A Quantitative Index Based on Leaf Heteroblasty for Predicting Root Biomass in a Frequently Burned Savanna Species: Cussonia arborea Hochst. Ex A. Rich. (Araliaceae)

Abstract

Background: Biotic and abiotic disturbances such as frequent wildfires and herbivory contribute to maintain trees and grasses coexistence in savanna ecosystems. In comparison to stems and leaves, exposed to fire and herbivory, the roots, protected by being belowground, are less affected by these disturbances. Therefore, indirect estimation of belowground biomass (BGB) of savanna trees from simple allometric relations based on stem measurements can lead to major biases.
 Aims: In this study we explored how the Leaf ontogenetic change index (LOCI), a quantitative index based on leaf heteroblastic development, can provide an accurate estimate of BGB in Cussonia arborea, a widespread species in West African humid savannas.
 Methodology: We examined leaf morphometrics on post-fire resprouts of 40 individuals to assess whether LOCI can inform on plant age. We then analyzed by log-level regressions the variation of LOCI in relation to plant stem volume. Subsequently, we studied the variation of BGB according to stem volume, and as a function of both stem volume and LOCI, which allowed us to evaluate the contribution of LOCI to BGB estimation. BGB was obtained destructively by digging up roots and weighing total dry mass of 25 individuals including small and large trees.

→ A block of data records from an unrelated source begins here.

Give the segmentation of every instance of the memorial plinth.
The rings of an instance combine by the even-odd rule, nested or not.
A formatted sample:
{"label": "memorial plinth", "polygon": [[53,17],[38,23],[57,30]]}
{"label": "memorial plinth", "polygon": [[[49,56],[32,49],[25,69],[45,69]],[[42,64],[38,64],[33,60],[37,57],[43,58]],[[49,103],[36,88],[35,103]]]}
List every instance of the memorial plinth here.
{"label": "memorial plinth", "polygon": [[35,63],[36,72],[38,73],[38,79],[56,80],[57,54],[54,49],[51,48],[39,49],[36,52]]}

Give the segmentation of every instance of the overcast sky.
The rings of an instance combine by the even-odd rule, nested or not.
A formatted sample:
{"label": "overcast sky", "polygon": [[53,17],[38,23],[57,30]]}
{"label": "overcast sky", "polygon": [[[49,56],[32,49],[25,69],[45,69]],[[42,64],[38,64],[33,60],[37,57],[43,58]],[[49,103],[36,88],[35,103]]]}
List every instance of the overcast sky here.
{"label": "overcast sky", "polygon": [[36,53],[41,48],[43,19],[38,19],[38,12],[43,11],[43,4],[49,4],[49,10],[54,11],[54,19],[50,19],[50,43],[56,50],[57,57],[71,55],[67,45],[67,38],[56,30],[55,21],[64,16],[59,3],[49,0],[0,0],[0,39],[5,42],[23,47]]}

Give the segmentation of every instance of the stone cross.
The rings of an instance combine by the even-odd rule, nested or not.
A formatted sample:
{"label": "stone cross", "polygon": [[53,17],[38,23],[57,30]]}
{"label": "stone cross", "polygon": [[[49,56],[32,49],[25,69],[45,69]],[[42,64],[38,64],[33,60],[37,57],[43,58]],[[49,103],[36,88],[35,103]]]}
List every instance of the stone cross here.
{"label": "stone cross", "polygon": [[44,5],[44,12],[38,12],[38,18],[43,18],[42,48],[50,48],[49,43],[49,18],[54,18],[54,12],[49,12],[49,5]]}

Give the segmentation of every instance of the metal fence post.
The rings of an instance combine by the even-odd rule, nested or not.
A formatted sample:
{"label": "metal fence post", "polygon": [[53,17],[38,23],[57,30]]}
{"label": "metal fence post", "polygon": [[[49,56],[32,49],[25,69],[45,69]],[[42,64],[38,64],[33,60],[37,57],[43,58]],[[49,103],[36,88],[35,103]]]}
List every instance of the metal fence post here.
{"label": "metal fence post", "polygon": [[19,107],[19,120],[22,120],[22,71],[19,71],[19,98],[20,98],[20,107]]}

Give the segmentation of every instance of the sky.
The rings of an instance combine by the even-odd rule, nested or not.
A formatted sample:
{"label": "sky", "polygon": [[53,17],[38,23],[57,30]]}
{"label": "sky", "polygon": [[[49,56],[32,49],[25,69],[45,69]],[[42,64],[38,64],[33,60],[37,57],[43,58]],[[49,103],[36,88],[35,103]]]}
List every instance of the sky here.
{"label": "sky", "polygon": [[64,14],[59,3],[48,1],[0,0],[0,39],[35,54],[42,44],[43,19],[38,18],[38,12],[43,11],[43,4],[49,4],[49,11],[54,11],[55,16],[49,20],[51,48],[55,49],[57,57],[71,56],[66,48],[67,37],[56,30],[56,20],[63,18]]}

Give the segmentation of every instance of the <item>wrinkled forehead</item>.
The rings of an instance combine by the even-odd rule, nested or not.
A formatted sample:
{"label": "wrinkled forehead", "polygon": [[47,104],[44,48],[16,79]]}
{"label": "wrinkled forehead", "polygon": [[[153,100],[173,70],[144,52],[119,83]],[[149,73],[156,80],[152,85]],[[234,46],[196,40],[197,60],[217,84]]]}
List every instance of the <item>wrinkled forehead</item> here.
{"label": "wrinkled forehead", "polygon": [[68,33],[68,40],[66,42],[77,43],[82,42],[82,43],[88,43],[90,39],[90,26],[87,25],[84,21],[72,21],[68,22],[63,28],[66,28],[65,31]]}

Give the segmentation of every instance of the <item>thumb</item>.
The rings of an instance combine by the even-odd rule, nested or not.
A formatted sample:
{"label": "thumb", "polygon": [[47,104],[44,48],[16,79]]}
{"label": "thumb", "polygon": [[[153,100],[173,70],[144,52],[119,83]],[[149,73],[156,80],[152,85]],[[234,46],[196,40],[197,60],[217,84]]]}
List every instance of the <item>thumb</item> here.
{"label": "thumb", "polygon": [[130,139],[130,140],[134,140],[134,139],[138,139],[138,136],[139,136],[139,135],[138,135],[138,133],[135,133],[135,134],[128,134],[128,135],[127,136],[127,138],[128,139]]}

Statistical analyses were done with the R software.
 Place and Duration of Study: Study was performed in the Lamto Scientific Reserve, Côte d’Ivoire, between May 2020 and June 2021.
 Results: Using the stem volume as single explanatory variable of BGB, the regression model provided an adjusted R2 of 0.71. Association of the stem volume with LOCI increased the adjusted R2 from 0.71 to 0.90.
 Conclusion: Combining LOCI with a measure of stem size provides better estimate of BGB in C. arborea compared to estimate based on stem size only. Since a large proportion of woody species in frequently disturbed environments exhibit an overall strategies promoting persistence, future works should evaluate how these strategies are modulated during ontogeny and can explain biomass variation over time.